When they kiss again it is easier. Lips on lips. Tongue on tongue. His hand comes up to draw her face in, further in, until she grows dizzy, and will drown in it. She takes his other hand and puts it on her breast. The material of her nightgown is so thin that it does not feel as if it is there at all. His rubbing there sets up a line, a connection between her nipple and the place between her legs, tugging at her, pulling at her, until it is almost pain.
She takes his hand and puts it where she aches. His breath catches in his throat. He strokes her, flutters his fingers. Still they kiss but she is breathing so hard she has to draw her lips away.
Now they lie down, awkwardly, not wanting to lose contact, he on top of her, she struggling to free her legs and get them out on either side of his. ‘How heavy you are!’ she whispers into his mouth.
‘And you, and you …’
She wants to feel him inside her. She takes him and puts him at the place. But now he seems to hesitate.
‘Are you sure? You are married, and I—’
‘Oh Gabe, do not stop now! Not now!’ She gets her hands onto his buttocks and pulls him in to the centre of her, and then he does not hesitate any more, but moves against her, and slides, and moves, she is wet and dissolving into nothing but this. She builds to a greater and greater ache, she can feel him breathing into her ear: ‘Oh my darling, my love.’ He moves against her, so sweet, and so sharp until the point tips over and runs out and she is lost.

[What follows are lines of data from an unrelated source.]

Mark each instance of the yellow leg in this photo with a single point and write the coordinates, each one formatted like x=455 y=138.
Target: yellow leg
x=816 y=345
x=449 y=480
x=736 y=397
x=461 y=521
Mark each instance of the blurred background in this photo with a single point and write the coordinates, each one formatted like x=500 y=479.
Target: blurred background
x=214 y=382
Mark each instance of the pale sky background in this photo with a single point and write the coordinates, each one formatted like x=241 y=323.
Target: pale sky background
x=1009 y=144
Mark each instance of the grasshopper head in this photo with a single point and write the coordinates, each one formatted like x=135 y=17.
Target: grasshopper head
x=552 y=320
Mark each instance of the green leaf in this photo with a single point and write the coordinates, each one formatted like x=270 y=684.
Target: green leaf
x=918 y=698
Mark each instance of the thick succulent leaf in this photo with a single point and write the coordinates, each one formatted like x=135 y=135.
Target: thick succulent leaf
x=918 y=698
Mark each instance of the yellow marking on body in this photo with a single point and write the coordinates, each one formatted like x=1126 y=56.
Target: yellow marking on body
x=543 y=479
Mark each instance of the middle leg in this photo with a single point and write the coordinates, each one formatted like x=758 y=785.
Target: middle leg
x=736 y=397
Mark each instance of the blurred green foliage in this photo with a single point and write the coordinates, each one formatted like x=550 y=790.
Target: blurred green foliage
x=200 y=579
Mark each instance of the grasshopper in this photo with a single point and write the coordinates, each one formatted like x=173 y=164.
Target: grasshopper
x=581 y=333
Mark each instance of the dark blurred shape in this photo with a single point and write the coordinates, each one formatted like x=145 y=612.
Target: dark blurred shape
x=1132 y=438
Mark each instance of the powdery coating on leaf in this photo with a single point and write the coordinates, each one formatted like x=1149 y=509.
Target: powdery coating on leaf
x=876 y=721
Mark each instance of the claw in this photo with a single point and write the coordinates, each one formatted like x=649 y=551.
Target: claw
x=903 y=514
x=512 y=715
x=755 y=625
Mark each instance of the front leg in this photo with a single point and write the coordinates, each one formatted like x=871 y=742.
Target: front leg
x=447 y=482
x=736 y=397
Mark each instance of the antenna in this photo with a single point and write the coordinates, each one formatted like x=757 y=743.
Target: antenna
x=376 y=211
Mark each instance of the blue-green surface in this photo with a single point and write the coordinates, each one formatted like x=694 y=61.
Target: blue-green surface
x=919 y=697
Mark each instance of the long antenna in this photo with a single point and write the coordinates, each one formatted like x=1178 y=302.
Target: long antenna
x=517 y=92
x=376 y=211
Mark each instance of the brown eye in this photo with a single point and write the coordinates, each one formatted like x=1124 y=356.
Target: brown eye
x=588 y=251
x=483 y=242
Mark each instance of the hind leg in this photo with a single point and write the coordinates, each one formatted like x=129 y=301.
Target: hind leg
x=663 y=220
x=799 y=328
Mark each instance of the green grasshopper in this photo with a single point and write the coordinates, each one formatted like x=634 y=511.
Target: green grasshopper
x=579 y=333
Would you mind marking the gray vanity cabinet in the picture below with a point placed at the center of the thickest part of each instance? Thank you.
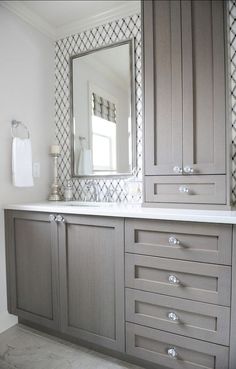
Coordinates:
(184, 97)
(91, 253)
(32, 267)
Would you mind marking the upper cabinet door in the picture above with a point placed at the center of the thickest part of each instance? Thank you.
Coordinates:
(162, 87)
(203, 61)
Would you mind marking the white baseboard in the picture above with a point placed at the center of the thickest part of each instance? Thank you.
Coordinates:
(7, 321)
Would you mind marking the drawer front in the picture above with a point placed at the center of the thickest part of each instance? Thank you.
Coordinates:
(195, 281)
(185, 317)
(186, 189)
(210, 243)
(157, 347)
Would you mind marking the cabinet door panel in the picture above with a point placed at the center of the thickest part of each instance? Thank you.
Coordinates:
(203, 86)
(92, 279)
(32, 260)
(162, 86)
(154, 345)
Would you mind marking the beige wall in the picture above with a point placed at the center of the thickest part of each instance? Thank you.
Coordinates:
(26, 93)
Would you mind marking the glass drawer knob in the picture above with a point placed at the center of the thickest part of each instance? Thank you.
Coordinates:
(173, 279)
(173, 241)
(60, 219)
(172, 316)
(172, 352)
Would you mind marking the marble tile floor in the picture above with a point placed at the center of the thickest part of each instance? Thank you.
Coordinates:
(24, 348)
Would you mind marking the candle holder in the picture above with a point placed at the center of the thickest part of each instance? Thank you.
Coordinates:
(54, 194)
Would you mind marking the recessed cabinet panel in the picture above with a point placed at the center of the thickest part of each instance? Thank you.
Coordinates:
(174, 351)
(195, 281)
(92, 282)
(32, 261)
(209, 243)
(186, 189)
(204, 112)
(188, 318)
(162, 86)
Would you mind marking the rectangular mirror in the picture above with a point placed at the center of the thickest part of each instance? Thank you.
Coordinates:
(103, 137)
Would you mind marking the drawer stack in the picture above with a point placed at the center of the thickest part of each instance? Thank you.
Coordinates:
(178, 290)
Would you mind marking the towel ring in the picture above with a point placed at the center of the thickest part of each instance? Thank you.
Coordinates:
(15, 124)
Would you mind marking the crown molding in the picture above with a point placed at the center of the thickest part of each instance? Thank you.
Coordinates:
(130, 8)
(22, 11)
(18, 8)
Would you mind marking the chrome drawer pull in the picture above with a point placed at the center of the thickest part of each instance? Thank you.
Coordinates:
(173, 241)
(172, 316)
(52, 218)
(188, 170)
(173, 279)
(183, 189)
(172, 352)
(177, 170)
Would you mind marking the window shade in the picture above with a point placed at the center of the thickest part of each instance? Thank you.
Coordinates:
(103, 108)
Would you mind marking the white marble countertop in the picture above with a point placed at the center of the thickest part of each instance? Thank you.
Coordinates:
(129, 211)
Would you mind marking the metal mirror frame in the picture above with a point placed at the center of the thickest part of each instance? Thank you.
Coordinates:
(130, 43)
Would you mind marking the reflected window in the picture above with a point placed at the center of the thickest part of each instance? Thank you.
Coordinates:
(103, 134)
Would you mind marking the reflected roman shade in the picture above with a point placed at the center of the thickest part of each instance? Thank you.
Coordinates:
(103, 108)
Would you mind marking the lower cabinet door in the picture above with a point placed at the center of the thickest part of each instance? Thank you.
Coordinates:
(193, 319)
(32, 267)
(92, 279)
(173, 351)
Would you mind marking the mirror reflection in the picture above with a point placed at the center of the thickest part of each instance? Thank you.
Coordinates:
(102, 112)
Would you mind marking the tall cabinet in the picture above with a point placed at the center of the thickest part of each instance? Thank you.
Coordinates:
(185, 102)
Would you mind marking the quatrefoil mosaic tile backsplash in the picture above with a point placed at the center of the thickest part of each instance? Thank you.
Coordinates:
(120, 30)
(116, 31)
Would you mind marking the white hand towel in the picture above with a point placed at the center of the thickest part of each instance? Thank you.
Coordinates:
(22, 174)
(85, 162)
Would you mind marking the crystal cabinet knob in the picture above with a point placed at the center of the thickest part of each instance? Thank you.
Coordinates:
(183, 189)
(188, 170)
(52, 218)
(172, 352)
(173, 279)
(60, 219)
(173, 241)
(177, 170)
(172, 316)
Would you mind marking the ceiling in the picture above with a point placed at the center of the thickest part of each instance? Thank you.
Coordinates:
(61, 18)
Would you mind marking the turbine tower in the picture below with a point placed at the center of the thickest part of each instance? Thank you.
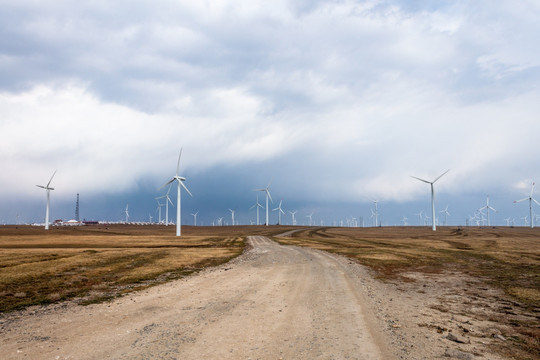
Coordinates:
(280, 211)
(310, 216)
(158, 210)
(487, 207)
(530, 198)
(446, 214)
(195, 218)
(232, 214)
(434, 227)
(77, 209)
(257, 206)
(293, 213)
(180, 184)
(127, 213)
(48, 190)
(376, 213)
(268, 196)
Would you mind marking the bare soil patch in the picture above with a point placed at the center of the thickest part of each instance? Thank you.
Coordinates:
(99, 262)
(475, 287)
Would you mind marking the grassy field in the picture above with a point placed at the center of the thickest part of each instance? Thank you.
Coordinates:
(93, 263)
(503, 258)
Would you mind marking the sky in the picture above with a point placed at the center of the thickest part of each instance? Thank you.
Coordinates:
(334, 103)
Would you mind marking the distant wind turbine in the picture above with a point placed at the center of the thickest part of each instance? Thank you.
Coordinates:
(127, 213)
(293, 213)
(531, 199)
(376, 213)
(158, 210)
(446, 214)
(257, 206)
(434, 227)
(195, 218)
(167, 201)
(280, 212)
(310, 216)
(268, 196)
(48, 190)
(232, 215)
(180, 183)
(487, 207)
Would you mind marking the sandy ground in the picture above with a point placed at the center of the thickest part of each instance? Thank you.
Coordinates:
(273, 302)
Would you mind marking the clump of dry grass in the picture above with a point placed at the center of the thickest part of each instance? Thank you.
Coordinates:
(505, 258)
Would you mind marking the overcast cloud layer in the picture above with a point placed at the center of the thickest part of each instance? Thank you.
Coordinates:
(337, 101)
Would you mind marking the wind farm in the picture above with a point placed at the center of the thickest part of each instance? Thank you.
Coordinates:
(312, 212)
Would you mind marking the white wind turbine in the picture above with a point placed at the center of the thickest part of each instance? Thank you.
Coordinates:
(434, 227)
(375, 213)
(48, 190)
(232, 215)
(293, 213)
(159, 210)
(268, 196)
(487, 207)
(195, 218)
(127, 213)
(420, 216)
(257, 206)
(446, 214)
(310, 216)
(180, 183)
(531, 199)
(280, 212)
(167, 201)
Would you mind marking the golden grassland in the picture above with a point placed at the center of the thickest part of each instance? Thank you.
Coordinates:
(508, 257)
(502, 257)
(93, 263)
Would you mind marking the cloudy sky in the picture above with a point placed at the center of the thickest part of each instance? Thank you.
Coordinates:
(336, 102)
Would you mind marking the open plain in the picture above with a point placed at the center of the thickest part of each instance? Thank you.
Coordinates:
(396, 293)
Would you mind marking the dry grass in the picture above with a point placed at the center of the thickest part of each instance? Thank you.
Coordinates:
(503, 258)
(94, 263)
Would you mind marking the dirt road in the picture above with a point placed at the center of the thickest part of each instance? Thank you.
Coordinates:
(272, 302)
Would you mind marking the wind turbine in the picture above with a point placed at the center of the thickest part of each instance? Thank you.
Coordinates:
(487, 207)
(420, 216)
(257, 206)
(48, 190)
(167, 201)
(446, 214)
(280, 211)
(127, 213)
(376, 213)
(434, 227)
(310, 216)
(159, 210)
(293, 213)
(180, 183)
(195, 218)
(268, 196)
(232, 214)
(531, 199)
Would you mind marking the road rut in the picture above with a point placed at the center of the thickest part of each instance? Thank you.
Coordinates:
(272, 302)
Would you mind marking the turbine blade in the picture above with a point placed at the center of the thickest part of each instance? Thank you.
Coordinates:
(168, 182)
(440, 176)
(55, 173)
(427, 182)
(184, 186)
(178, 164)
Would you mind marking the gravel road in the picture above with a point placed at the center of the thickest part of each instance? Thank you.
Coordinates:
(273, 302)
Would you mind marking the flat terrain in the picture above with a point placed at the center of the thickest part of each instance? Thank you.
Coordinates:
(403, 292)
(273, 302)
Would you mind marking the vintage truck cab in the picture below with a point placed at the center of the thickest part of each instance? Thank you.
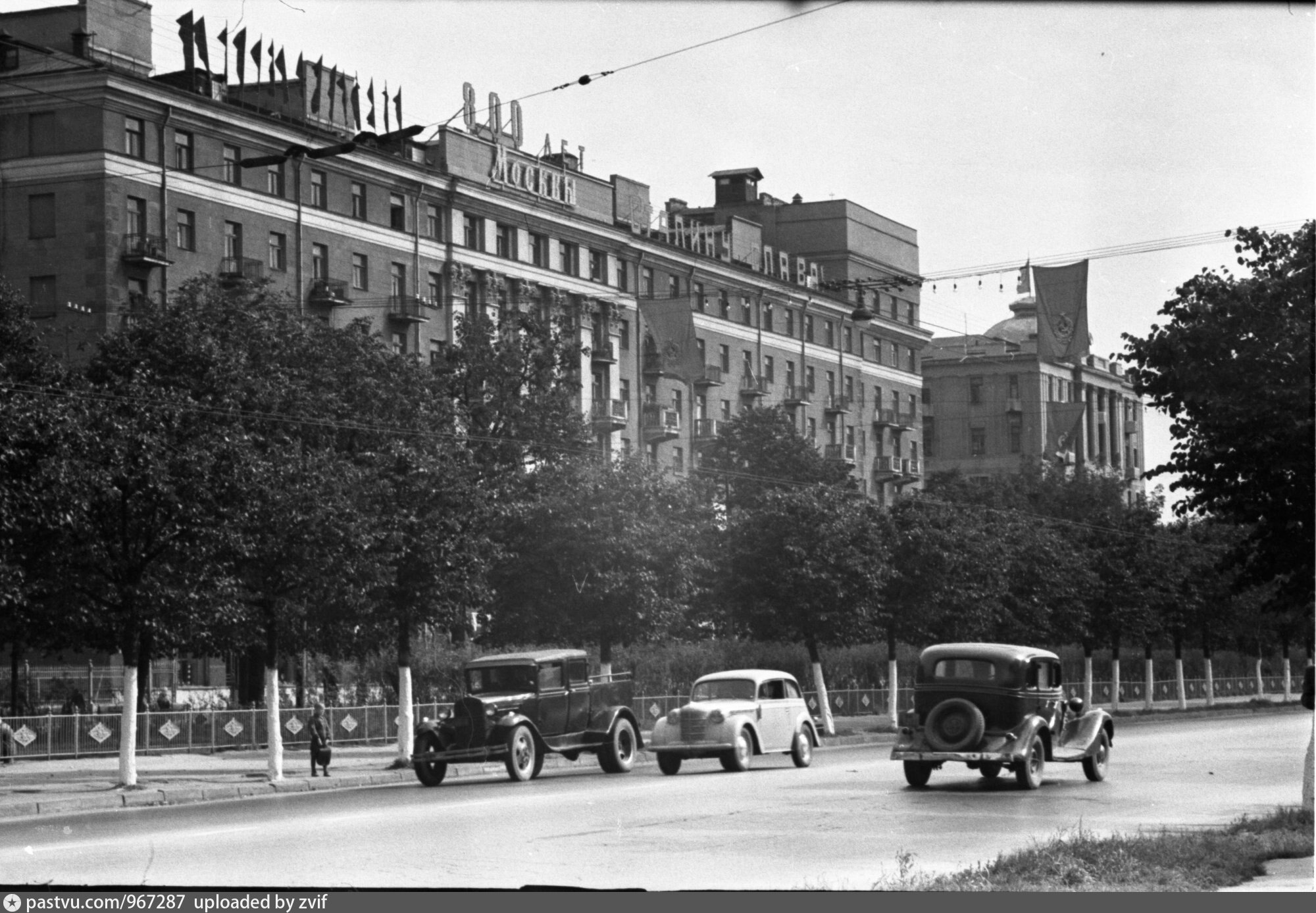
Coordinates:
(998, 707)
(522, 706)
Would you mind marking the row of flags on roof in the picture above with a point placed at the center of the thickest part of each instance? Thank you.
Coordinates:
(328, 91)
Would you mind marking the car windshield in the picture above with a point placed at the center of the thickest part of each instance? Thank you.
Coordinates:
(980, 670)
(499, 679)
(724, 690)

They lie together then, her breathing coming back, and with it, all of herself, until the weight of him grows too much on her where it presses against the floorboards and she presses him away.
He seizes her nose and her temple and kisses her again on the lips, softly. ‘How I missed you,’ he says.
She shivers, a final time. ‘Let us go to bed now,’ she says. But she cannot sleep, not until the dawn starts to press its way through the blinds and it is almost time to wake up.
CHAPTER 25
It was past noon by the time Gabe handed Rebecca onto the train bound for Inveraray. As he stood at the door he said quietly: ‘People will think we are a married couple – oh, kiss me now before you go!’ They kissed until Rebecca’s heart was beating again, his hand winding into the hair under her bonnet. They kissed until a woman came up behind with a humph! and they had to break apart to let her on.
‘Do you have to go, really? Could you not get better back in Edinburgh?’ he said.
‘At your parents’ house? Sweating and trembling and having to explain why? They know me well enough to see that I am not my right self, and, oh Gabe, I could not bear that! For them to know what I am come to …’ Rebecca let her forehead rest on the collar of his jacket; it prickled, but the prickling was a comfort somehow. ‘It is bad enough that you know how weak and foolish I have been.’
‘You have not been weak! Foolish perhaps. To marry that fiend.’ He rubbed the back of her neck with the pads of his thumbs, she could feel where his skin cracked apart. He whispered: ‘I only wish I did not have to let you go.’
‘Excuse me,’ said a young man holding a leather case, ‘let me past, please!’
‘Go to your carriage,’ said Gabe. ‘I will come to the window. We have a few more moments.’
Rebecca found a coach that was empty save for an old lady in a black cap behind her newspapers. She set down her reticule, pulled down the window and stuck her head through it. ‘Gabe, here!’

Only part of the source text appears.